Anne Genetet, Samantha Cazebonne et Hélène Conway-Mouret
Anne Genetet, Samantha Cazebonne et Hélène Conway-Mouret, Sénatrices des Français établis hors de France

Quant au député MoDem des Français de l’étranger, Frédéric Petit, il a également partagé préoccupations. Pour lui « les mesures proposées lors du CA extraordinaire du 18 décembre restent dès lors symboliques, socialement injustes et ne traitent pas le cœur du problème, tout en faisant porter un effort supplémentaire sur les familles » et il préconise « de dissocier les deux métiers dont l’AEFE a la charge : d’un côté, la gestion directe d’une soixantaine d’établissements, de l’autre, l’appui, le développement et l’animation du réseau d’enseignement français à l’étranger ».

L’ex ministre des Français de l’étranger de François Hollande, la sénatrice Hélène Conway-Mouret, a dénoncé très clairement le court-termisme d’une réforme qui a été réalisée dans une forme d’urgence. Malgré 6 mois de « consultations » jugées trop verticales même son de cloche au niveau du puissant syndicat des personnels de direction, le SNPDEN, majoritaire dans le réseau « une réforme dans l’urgence n’est jamais une bonne réforme » juge Jean Dayet son responsable. Les familles vont être les principales contributrices du réseau de demain qui va voir le coût de scolarisation par élève bondir de 4 % environ.

« L’AEFE est aujourd’hui en crise non parce qu’elle coûte trop cher,
mais parce que l’État l’a affaiblie politiquement et budgétairement »

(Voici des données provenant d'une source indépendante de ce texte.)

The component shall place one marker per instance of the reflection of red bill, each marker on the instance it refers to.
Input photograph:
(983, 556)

Les associations des familles, FAPEE FCPE

Deux des principales associations de parents, la FAPEE et la FCPE ont concentré leur argumentaire sur la défense des établissements à gestion direct. Ils estiment que ce réseau est financé à 80 % par les familles et que les EGD en sont le pilier historique. Ils craignent un exode massif des familles suite à la hausse des frais de scolarité et une fragilisation pédagogique qui serait la conséquence de la fermeture de postes de détachés. Ils s’opposent aussi aux prélèvements sur les réserves des établissements. Une pétition a donc été lancée.

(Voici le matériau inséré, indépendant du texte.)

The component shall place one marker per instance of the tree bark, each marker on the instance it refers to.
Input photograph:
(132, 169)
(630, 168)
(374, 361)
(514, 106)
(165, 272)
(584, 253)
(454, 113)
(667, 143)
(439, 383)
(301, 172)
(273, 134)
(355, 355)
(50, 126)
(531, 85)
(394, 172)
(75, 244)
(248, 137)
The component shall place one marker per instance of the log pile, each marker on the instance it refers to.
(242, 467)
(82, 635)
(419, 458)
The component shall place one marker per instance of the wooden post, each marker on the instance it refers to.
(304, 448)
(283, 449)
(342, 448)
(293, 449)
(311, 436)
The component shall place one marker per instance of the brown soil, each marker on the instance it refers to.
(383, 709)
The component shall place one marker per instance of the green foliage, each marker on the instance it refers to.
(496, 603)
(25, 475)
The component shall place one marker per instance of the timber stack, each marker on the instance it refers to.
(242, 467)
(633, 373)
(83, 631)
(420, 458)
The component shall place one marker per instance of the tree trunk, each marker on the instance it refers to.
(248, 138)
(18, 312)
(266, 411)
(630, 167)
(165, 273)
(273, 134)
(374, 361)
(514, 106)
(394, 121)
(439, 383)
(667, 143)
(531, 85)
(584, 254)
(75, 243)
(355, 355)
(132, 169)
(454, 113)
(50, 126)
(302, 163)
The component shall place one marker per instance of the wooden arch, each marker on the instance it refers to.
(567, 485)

L'enseignement français à l'étranger © AEFE
L'enseignement français à l'étranger © AEFE

L’UNAPE, troisième association de parents d’élèves du réseau, informait quant à elle ses membres via sa page Facebook de la « gravité de la situation » et faisait une estimation des « hausses brutales » comprises selon les établissements entre « 43 et 1340 euros par élève ». L’association Français du Monde rejoint ces critiques et réclame aussi sur le fond « L’ouverture d’une concertation réelle, concertée et inclusive » et « la prise en charge totale par l’État de la part patronale des pensions ».

L’année 2026 entre tensions et mission Cazebonne

Au vu de ces réactions critiques très vives, il est envisageable que les mois qui s’annoncent seront sous tensions. Des fermetures de postes d’enseignants feraient assurément bondir les familles qui, de fait, sont les alliées objectives des représentants des personnels. Si les trois syndicats représentatifs de l’AEFE, la FSU, la CFDT et l’UNSA, ont lancé le bal des critiques dès le mois de juin, ils ont été rejoints par l’ensemble des acteurs de l’enseignement français à l’étranger.

Dans ce contexte la mission confiée à Samantha Cazebonne sera très attendue. Cette ancienne chef d’établissement dispose d’une crédibilité certaine sur le sujet. Les rendez-vous ReflexeS qu’elle a animés depuis plusieurs années ont pu faire office de lieu de consultation informel des acteurs du réseau éducatif. L’avenir dira si la réforme de l’AEFE passera en force ou fera l’objet d’un plus grand consensus qu’aujourd’hui.